Formed as a side project by brothers Steve and Tony-Ray Jacobo in 2005, the San Diego-based band has been spreading good vibes ever since, most notably with their self-titled debut album in 2008 (a record that is a mainstay on my road trip playlists). With their 2009 followup The Harvest frequently regarded as an equally infectious collection of songs, Tribal Seeds unofficially became the staple of the reggae-rock genre, a genre they have helped reach peak levels of popularity in recent years.

The night at SLO Brewing Co. started with the opening band, The Expanders. Taking the stage well after 7 p.m., this Los Angeles-based roots-reggae band had the crowd swaying on-call.

Next up for the night was New Kingston, a Brooklyn-based four-piece band comprising a father and three sons. Keyboard and vocals mainstay Tahir Panton shredded on the keytar; brothers Stephen and Courtney provided the ultimate complement to father and bassist Courtney Sr.

With sound check lingering, Tribal Seeds took the stage just a shade past 10 p.m. The group opened their show with “Blood Clot,” a powerful song from the recent album that features the likes of reggae legend Don Carlos. While Carlos was not in attendance at Wednesday night’s show, the opening track proved enough to capture the attention of even a possibly medicated audience.
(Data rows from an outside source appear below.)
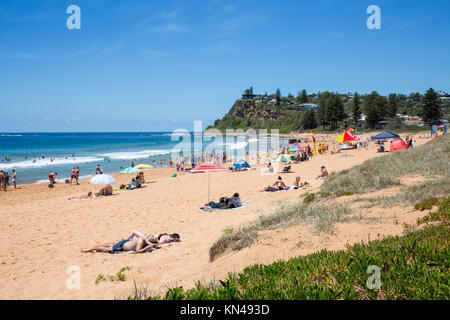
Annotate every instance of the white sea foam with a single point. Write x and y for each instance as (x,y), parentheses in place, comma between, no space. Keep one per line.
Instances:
(130,155)
(47,162)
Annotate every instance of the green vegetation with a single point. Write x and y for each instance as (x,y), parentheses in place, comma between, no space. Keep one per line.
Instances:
(119,276)
(414,266)
(334,111)
(428,160)
(320,217)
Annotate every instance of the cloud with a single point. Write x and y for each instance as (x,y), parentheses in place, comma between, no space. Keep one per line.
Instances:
(8,16)
(168,28)
(22,55)
(159,16)
(152,53)
(109,50)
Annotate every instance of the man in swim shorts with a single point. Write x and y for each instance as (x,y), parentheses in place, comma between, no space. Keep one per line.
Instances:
(136,241)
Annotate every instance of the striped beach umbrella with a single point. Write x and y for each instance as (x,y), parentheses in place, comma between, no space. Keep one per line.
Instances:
(143,166)
(208,168)
(282,158)
(102,179)
(130,170)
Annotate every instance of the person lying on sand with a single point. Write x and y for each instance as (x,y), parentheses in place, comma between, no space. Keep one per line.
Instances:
(106,191)
(297,184)
(84,196)
(136,241)
(234,201)
(323,173)
(222,204)
(277,186)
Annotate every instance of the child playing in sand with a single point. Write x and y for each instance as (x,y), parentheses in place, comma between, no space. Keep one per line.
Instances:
(277,186)
(323,173)
(136,241)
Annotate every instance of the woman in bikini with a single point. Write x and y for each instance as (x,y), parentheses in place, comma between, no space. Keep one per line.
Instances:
(277,186)
(136,241)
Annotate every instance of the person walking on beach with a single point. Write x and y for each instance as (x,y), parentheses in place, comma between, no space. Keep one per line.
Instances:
(72,175)
(98,170)
(52,178)
(14,178)
(77,175)
(5,180)
(1,179)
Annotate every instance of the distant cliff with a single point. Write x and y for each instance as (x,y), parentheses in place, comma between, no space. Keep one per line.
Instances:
(259,114)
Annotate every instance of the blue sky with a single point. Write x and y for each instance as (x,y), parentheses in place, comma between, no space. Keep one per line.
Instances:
(147,65)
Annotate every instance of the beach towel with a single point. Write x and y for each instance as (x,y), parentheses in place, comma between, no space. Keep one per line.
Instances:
(288,189)
(148,250)
(209,209)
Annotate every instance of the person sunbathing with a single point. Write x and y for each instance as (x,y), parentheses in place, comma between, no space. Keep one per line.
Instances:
(106,191)
(323,173)
(136,241)
(234,201)
(297,183)
(277,186)
(223,203)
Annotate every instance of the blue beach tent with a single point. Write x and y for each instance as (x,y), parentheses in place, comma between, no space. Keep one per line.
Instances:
(241,164)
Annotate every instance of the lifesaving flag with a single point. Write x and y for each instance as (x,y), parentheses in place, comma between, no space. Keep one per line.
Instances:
(314,142)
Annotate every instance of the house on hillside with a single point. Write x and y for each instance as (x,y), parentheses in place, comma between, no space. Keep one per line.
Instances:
(308,106)
(273,102)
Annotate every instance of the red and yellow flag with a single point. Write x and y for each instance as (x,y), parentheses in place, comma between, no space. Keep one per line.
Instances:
(314,142)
Soon after “Blood Clot,” the band transitioned into their growing vault of fan favorites. “All I Know” from 2009 album The Harvest proved to be a big success among the central coast crowd.

Provided photo of previous shows of Tribal Seeds. Photo courtesy of Josue Rivas.
Tribal Seeds was formed by two brothers in 2005. | Photo courtesy of Josue Rivas

Between huge puffs emanating from the smoke machine, Tribal Seeds executed their recently fashionable single, “Fill It Up,” that included timely live vocals from tour member New Kingston.

Followed by classic “Beautiful Mysterious” and my harrowed “Dawn of Time,” Tribal Seeds started striking chords with more than just their guitars. In the midst of their set, one might wonder where the passionate pathos of this band hatched.

Keyboardist and occasional vocalist E.N Young attempted to explain the group’s dynamic.

“All of us grew up with all different kinds of genres of music,” Young said. “Some guys listened to NOFX and punk. I grew up listening to Dave Matthews Band and Van Morrison … Reggae music is what unites us all, and we have all been into reggae music since a young age … All of us has reggae as the base genre, you know?”

Influences aside, Tribal Seeds successfully seeks out its own section of the rock-reggae genre. Their unique sound and righteously rebellious message have ringed true for a significant portion of the California population.

“I am trying to speak passion, love and peace,” Young said. “I am trying to spread that peace and love with everyone.”

Before the penultimate performance of the night, lead Tribal Seeds singer Steven Rene Jacobo instructed the crowd to chant back “fuck the system,” a phrase prominently popularized by the politically active band. This was followed by single “Run the Show” and what the audience thought was an abrupt end to the show.

But the band had different intentions, emerging once more from the darkening stage to play their last hit of the night, “Vampire.” But what was least traditional about the rendition was the impromptu collaborations. Members from opening bands The Expanders and New Kingston took the stage as the audience was treated to an entertaining ending to their night of reggae festivities.

I left SLO Brewing Co. with great respect for Tribal Seeds. Not only had they fulfilled my admittedly steep expectations, but they had also re-instilled the pleasure I experienced when I discovered reggae music through their first album early in my high school career.

While much has changed, Wednesday night proved that not everything has.

Tribal Seeds plays two nights at SLO Brew this September | Photo courtesy of Grafx Photography.